La segunda parte la constituyó “Cuadros de una exposición” de Mussorgsky en la orquestación de Ravel. Lució un poco menos esta segunda parte debido a un sonido menos lustroso de las cuerdas que sucumbió ante el poderío de los alientos, metales y percusión. Aún así el balance de Medina trató de ser cristalino y lo consiguió en gran medida.

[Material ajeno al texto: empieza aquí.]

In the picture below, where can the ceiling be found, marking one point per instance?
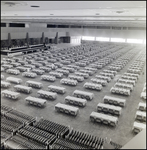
(103, 13)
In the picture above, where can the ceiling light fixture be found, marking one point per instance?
(34, 6)
(119, 12)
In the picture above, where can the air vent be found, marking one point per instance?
(16, 25)
(3, 24)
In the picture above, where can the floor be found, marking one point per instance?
(120, 134)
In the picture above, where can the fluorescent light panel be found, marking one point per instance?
(102, 39)
(90, 38)
(139, 41)
(117, 40)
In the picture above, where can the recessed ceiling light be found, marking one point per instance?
(34, 6)
(119, 11)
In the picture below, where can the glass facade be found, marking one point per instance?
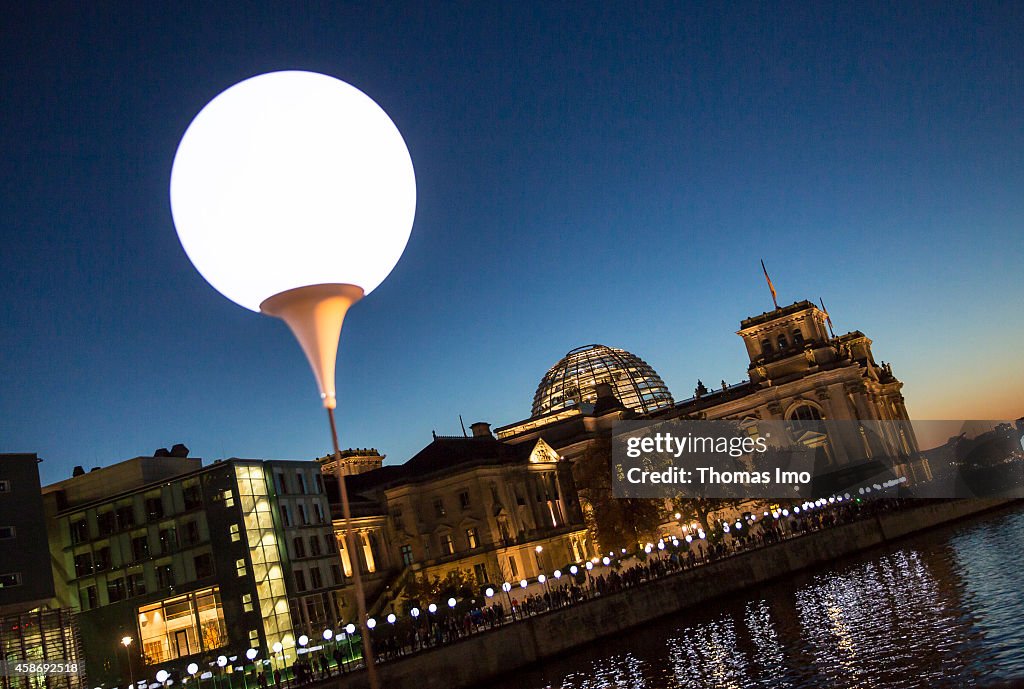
(264, 554)
(181, 626)
(572, 381)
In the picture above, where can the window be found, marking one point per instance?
(280, 482)
(165, 575)
(83, 564)
(136, 585)
(168, 540)
(79, 531)
(204, 565)
(107, 522)
(190, 535)
(805, 417)
(154, 509)
(116, 590)
(182, 626)
(139, 548)
(10, 579)
(101, 559)
(193, 497)
(126, 517)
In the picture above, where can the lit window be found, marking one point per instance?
(182, 626)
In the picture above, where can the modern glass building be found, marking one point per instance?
(572, 381)
(197, 563)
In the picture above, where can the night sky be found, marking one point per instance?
(593, 172)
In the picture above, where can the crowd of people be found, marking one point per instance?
(474, 615)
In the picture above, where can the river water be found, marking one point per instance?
(943, 609)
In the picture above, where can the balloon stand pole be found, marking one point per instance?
(353, 558)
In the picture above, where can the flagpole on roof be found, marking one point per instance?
(771, 287)
(827, 317)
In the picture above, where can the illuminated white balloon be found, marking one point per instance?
(292, 179)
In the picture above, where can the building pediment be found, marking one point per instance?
(543, 453)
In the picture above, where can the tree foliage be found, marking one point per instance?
(613, 523)
(458, 584)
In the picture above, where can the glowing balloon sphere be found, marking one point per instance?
(292, 179)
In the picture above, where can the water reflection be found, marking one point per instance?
(941, 610)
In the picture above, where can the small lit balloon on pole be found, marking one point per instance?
(293, 194)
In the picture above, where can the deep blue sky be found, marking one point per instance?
(586, 173)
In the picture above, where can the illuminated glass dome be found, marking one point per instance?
(572, 381)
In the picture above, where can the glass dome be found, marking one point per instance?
(572, 381)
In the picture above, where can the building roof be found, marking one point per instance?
(795, 307)
(442, 456)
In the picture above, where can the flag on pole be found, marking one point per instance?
(827, 317)
(770, 286)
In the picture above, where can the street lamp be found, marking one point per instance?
(293, 194)
(126, 642)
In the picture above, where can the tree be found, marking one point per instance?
(614, 523)
(697, 509)
(457, 584)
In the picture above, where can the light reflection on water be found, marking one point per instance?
(944, 609)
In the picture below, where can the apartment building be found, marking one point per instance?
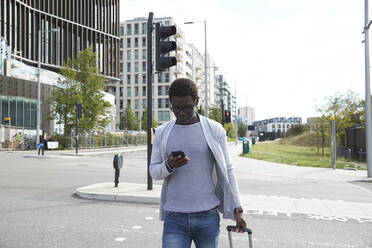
(277, 124)
(224, 96)
(132, 86)
(247, 114)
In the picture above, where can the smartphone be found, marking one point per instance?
(178, 153)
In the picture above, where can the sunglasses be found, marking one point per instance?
(186, 109)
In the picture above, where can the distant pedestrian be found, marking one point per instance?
(191, 155)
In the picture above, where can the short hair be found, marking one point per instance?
(183, 87)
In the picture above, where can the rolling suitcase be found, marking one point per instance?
(249, 231)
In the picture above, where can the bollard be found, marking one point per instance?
(118, 164)
(360, 155)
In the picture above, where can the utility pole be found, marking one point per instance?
(333, 142)
(236, 118)
(368, 93)
(149, 98)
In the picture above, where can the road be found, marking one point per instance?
(38, 207)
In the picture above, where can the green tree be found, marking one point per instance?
(129, 121)
(242, 130)
(81, 81)
(215, 114)
(144, 121)
(347, 109)
(230, 130)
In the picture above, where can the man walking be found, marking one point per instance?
(198, 178)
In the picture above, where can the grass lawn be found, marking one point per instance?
(297, 155)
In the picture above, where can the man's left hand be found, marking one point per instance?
(240, 222)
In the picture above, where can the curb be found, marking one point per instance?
(126, 192)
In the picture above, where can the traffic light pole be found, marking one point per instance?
(77, 125)
(149, 97)
(368, 94)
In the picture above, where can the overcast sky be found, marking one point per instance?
(285, 56)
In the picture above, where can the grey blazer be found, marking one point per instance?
(224, 179)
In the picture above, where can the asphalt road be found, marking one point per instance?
(38, 208)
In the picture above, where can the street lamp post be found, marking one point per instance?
(39, 85)
(205, 65)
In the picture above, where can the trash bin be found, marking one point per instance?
(245, 147)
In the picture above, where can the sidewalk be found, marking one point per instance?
(81, 152)
(138, 193)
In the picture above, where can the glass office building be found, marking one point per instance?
(66, 27)
(21, 110)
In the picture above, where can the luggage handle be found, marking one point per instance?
(244, 229)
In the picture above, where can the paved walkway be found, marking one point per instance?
(138, 193)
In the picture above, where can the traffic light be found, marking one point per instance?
(79, 110)
(164, 46)
(7, 120)
(227, 116)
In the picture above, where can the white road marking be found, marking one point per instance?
(309, 216)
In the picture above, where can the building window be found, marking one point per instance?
(136, 78)
(128, 79)
(160, 115)
(136, 105)
(135, 66)
(144, 28)
(136, 54)
(129, 55)
(128, 91)
(136, 28)
(129, 29)
(136, 91)
(166, 115)
(144, 79)
(160, 103)
(136, 42)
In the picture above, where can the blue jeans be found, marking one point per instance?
(181, 228)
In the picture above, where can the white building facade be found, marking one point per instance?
(247, 114)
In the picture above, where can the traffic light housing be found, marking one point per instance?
(227, 116)
(79, 110)
(7, 120)
(164, 46)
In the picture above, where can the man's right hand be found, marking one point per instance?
(177, 161)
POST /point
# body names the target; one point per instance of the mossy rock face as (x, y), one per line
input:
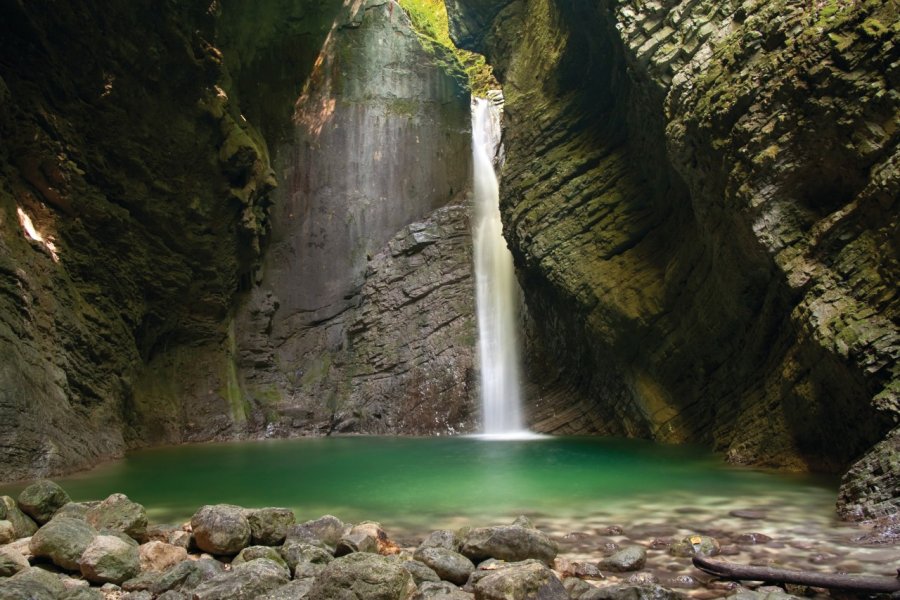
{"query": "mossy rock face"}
(695, 218)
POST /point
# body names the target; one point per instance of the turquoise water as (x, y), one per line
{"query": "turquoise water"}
(418, 484)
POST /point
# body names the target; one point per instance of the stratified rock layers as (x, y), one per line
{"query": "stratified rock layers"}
(701, 198)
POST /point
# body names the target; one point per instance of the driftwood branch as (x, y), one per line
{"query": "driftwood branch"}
(856, 583)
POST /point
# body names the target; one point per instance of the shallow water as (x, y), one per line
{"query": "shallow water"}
(590, 493)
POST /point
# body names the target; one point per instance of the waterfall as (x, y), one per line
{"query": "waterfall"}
(497, 292)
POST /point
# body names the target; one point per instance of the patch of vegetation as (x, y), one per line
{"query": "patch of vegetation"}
(429, 18)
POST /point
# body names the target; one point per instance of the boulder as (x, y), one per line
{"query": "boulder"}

Si bien se pudo apreciar una unidad, muy necesaria en esta obra, algunos traspiés de los músicos afectaron ciertas secciones como el movimiento de los dos judíos o las catacumbas. En esta ocasión “Gnomos” se presentó como un duende arto rígido. Pero “Bydlo” poseyó una pesadez apta y “la gran puerta de Kiev” emocionó sobretodo con el gran trabajo de las percusiones. A mi parecer la sala de Mederos carece de los requerimientos acústicos para hacer honor a música de estas características.